L’Assemblée nationale a adopté samedi soir le très contesté projet de modifications de la loi électorale, présenté par la Majorité présidentielle. L’opposition craint que son application ne prolonge le mandat de Joseph Kabila et appelle à manifester lundi 19 janvier.
Drôle d’ambiance à l’Assemblée nationale congolaise ce samedi. Tout commence par la convocation in extremis des députés, un samedi, jour férié en hommage à l’assassinat de Patrice Lumumba, héros national. L’opposition crie au sacrilège et demande à ses députés de boycotter la séance. Elle conteste violemment ce projet de loi, qui vise notamment à lier la tenue de l’élection présidentielle aux résultats du recensement de la population. Recensement qui n’a pas encore commencé et qui pourrait repousser les élections générales, prévues fin 2016. L’hémicycle apparaît donc clairsemé à la télévision nationale (RTNC), qui retransmet la plénière en direct. Plus d’une centaine de députés d’opposition sont absents. Très vite, les esprits s’échauffent autour de deux articles.
La présidentielle conditionnée au recensement de la population
L’article 8 est particulièrement dans le viseur de l’opposition, qui estime que son application repousserait l’élection présidentielle, fixée en 2016. Cet article part pourtant d’une bonne intention : effectuer le recensement de la population, obsolète depuis… 1984. L’opposition avait d’ailleurs plusieurs fois milité pour un comptage précis de la population, permettant notamment de connaître le corps électoral, mais aussi de répartir les sièges au Parlement au prorata du nombre de Congolais. Le problème pour l’opposition réside dans le conditionnement des élections à ce fameux recensement. Les experts notent qu’il faudra sans doute plusieurs années pour effectuer cette opération, dans un vaste pays-continent, bénéficiant de faibles infrastructures de communication. Pour l’opposition, il y a donc une volonté de la majorité de faire glisser le calendrier électorale au-delà de 2016. Lié la tenue des élections au recensement pourrait donc retarder considérablement la présidentielle. Un possible décalage déjà annoncé par Lambert Mende sur RFI – voir notre article. Au MLC, parti d’opposition, on considère que « les élections sont plus importantes que le recensement et qu’il n’est pas nécessaire pour faire voter la population. Seul le fichier électoral compte et beaucoup de temps a été perdu pour en faire l’audit ».
La parité oubliée
Un autre article a semé le trouble dans l’hémicycle. Il concerne la loi sur la parité électorale, demandant ainsi de présenter 1/3 de femmes aux élections. L’article a été supprimé par amendement, provoquant le départ des femmes députées de la séance. Les députés (hommes) de la majorité ont estimé que cet article « favorisait » les femmes alors qu’il devait y avoir « compétition ». Les députées de la majorité ont alors quitté la salle en signe de protestation, avant de revenir, trente minutes plus tard (pour finalement voté le projet). Dernier article de friction : la caution de 110.000 dollars non remboursable, demandée à chaque candidat à la présidentielle, ou sur les « diplômes » nécessaires pour pouvoir se présenter devant les électeurs. Un vif débat, intéressant, s’est tenu sur le rôle des « témoins » pendant les élections et le délai « trop long » entre le moment du vote et l’annonce des résultats, favorisant les risques de « trucages des chiffres ».

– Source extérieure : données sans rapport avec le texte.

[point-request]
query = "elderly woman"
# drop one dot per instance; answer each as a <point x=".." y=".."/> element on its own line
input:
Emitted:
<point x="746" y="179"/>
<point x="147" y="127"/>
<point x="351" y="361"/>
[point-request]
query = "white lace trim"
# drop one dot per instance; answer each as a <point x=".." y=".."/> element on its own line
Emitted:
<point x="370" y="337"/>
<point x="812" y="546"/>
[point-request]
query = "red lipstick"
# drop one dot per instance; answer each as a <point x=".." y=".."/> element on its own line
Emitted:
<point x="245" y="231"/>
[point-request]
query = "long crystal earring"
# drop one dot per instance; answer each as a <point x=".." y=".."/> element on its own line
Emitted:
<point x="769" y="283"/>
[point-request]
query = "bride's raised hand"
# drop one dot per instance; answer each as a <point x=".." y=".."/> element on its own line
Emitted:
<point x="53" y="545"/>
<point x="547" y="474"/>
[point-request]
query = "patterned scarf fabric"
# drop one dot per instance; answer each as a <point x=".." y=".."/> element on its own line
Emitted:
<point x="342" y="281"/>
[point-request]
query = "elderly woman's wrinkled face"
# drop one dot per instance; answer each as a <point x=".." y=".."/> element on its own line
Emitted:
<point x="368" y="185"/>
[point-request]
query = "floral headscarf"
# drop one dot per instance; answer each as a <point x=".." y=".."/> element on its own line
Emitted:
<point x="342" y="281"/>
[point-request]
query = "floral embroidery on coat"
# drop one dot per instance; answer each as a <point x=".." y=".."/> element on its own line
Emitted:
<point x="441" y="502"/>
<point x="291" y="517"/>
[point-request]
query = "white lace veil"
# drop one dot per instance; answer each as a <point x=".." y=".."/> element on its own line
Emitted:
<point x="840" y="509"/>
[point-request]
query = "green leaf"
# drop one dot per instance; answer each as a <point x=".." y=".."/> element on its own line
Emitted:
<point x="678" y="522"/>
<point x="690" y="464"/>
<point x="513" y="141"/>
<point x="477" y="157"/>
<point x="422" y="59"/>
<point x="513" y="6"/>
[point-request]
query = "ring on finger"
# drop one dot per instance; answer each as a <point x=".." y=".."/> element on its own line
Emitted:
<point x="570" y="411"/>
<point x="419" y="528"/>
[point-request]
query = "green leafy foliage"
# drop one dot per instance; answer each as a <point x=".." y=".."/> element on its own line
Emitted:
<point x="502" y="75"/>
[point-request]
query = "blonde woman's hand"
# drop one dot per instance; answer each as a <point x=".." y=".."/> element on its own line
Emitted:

L’opposition mise sur la rue
Après onze heures de (trop longs) débats, le vote a finalement validé les propositions de la majorité. C’est en fin de soirée, à 23h30, que les députés se sont exprimés. Le texte a été adopté par 337 voix : 8 députés ont voté contre et 24 se sont abstenus. Le projet partira ensuite au Sénat lundi, et sera voté avant la fin de la session extraordinaire fixée au 26 janvier. En attendant, les principaux partis d’opposition (UDPS, MLC, UNC… ) ont appelé la population à se mobiliser contre ce projet de loi en manifestant lundi 19 janvier « dès 8 heures » devant le Palais du Peuple, siège du Parlement. Pour l’opposition, les « arrières pensées » de la majorité sont claires : « ils jouent la montre et ne veulent pas aller aux élections ». Les dernières manifestations de l’opposition de la semaine dernières avaient été violemment dispersées par la police et le quartier du Palais du Peuple bouclé. La mobilisation populaire reste assez faible pour le moment à Kinshasa. 300 personnes seulement étaient descendues dans la rue lundi 12 janvier. En cause, la répression toujours plus forte : les partis politiques avaient dénombré une dizaine de victimes et une cinquantaine d’arrestations. Signe d’une certaine fébrilité du régime : plusieurs médias d’opposition, notamment Canal Kin appartenant à Jean-Pierre Bemba, ont été fermés dès vendredi.